Next, that runs into one of a pair of API VP 26 preamps (which you can have custom built for you by the incomparable Michael Zucker). These are class-A preamps, so they're super clean, lots of headroom, and sound great without adding too much color. In fact, I have a red and a blue one for different, albeit subtle, levels of aggressiveness. Great for guitars too.

Next, we have the Apogee AD8000 that I picked up for a song at the Nice Package Recording Studio (a song being several monies) during their renovation. This AD/DA (Analog/Digital and vice versa) converter is a powerhouse. It sounds fantastic and I've never had a single issue with it.

Finally, we run into my Lynx AES16 sound card, which gives me sixteen channels of audio. The Lynx was recommended to me, so I got it. That's the end of that.
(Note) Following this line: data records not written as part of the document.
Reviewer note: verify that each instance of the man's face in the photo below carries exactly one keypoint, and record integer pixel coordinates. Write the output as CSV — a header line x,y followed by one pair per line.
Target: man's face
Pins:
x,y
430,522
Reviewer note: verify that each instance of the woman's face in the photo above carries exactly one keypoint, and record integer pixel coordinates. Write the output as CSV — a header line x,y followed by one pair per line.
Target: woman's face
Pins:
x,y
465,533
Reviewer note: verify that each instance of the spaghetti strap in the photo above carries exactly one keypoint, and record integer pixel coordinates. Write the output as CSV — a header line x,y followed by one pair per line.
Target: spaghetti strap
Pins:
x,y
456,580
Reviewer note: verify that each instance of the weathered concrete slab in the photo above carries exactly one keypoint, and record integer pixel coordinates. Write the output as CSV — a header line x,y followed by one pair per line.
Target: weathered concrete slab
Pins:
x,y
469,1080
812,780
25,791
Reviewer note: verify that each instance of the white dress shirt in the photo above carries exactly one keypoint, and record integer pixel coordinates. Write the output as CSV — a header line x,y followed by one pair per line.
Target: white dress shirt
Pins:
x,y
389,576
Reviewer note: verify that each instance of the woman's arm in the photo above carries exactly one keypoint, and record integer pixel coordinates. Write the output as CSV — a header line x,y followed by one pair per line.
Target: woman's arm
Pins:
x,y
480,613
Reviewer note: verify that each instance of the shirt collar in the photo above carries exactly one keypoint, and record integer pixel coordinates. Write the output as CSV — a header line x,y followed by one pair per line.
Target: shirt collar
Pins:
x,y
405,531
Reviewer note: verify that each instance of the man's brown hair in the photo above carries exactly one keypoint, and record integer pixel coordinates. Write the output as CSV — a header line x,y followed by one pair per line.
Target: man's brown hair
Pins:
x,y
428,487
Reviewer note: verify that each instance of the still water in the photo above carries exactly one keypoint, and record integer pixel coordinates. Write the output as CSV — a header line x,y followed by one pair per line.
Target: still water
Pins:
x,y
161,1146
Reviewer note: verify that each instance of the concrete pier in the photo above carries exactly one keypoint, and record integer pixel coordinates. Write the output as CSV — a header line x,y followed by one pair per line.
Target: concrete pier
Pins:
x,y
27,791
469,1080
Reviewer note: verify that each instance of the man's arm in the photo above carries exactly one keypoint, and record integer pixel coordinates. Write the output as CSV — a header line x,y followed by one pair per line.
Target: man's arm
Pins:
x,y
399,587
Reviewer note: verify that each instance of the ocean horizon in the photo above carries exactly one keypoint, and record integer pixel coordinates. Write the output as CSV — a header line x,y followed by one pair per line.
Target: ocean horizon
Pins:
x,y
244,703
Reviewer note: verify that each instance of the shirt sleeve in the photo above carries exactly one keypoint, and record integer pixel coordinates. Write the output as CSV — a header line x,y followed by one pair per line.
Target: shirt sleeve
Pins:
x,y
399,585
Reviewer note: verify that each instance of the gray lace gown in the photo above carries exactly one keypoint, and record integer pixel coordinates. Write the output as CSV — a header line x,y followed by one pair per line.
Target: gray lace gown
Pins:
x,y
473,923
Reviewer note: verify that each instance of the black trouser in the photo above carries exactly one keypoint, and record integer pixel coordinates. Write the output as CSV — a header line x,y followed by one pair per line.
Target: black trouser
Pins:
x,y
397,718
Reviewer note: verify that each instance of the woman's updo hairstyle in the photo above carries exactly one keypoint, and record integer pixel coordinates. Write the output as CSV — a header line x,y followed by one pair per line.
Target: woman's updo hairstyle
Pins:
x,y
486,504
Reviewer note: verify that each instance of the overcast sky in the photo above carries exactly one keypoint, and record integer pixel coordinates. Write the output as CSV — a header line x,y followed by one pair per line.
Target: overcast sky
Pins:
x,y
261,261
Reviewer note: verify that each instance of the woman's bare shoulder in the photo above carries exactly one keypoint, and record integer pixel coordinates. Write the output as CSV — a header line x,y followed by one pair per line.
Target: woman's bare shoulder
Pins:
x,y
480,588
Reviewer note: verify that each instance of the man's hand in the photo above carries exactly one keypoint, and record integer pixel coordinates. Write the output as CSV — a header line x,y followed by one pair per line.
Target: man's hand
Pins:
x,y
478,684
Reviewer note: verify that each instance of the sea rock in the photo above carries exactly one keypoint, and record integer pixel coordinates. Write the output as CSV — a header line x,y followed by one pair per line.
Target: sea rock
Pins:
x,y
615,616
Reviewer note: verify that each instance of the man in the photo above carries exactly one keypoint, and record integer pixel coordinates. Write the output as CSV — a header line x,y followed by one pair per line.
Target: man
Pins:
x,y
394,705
On the PC side, I custom built a tower that runs Cubase 7 artist, mostly because Pro Tools is too damned expensive and it limits what kind of hardware you can use with it. I didn't have money for an Aurora converter, and I'd been using Cubase more and more over the years, so here we are.

You may notice that this sounds like overkill for voiceover. It is. I also record my band, so it was important to me to have versatility and options for expansion down the road. If I had the space, I could probably record an entire band with this setup. You don't need all this. A simple (but decent) mobile preamp with a USB out, a solid mic, and a laptop are all you really need. But where's the fun in that?

Oh, be sure to use decent cables too. A Mogami sounds a hell of a lot better than some kinky, no name cable from Radio Shack. Definitely worth the investment. Mike Z can build those for you too. He's a handy fellow.

For audio sweetening, I use a handful of plugins for EQ, compression, mastering, delay, reverb, and any other effects I may need. More on those later.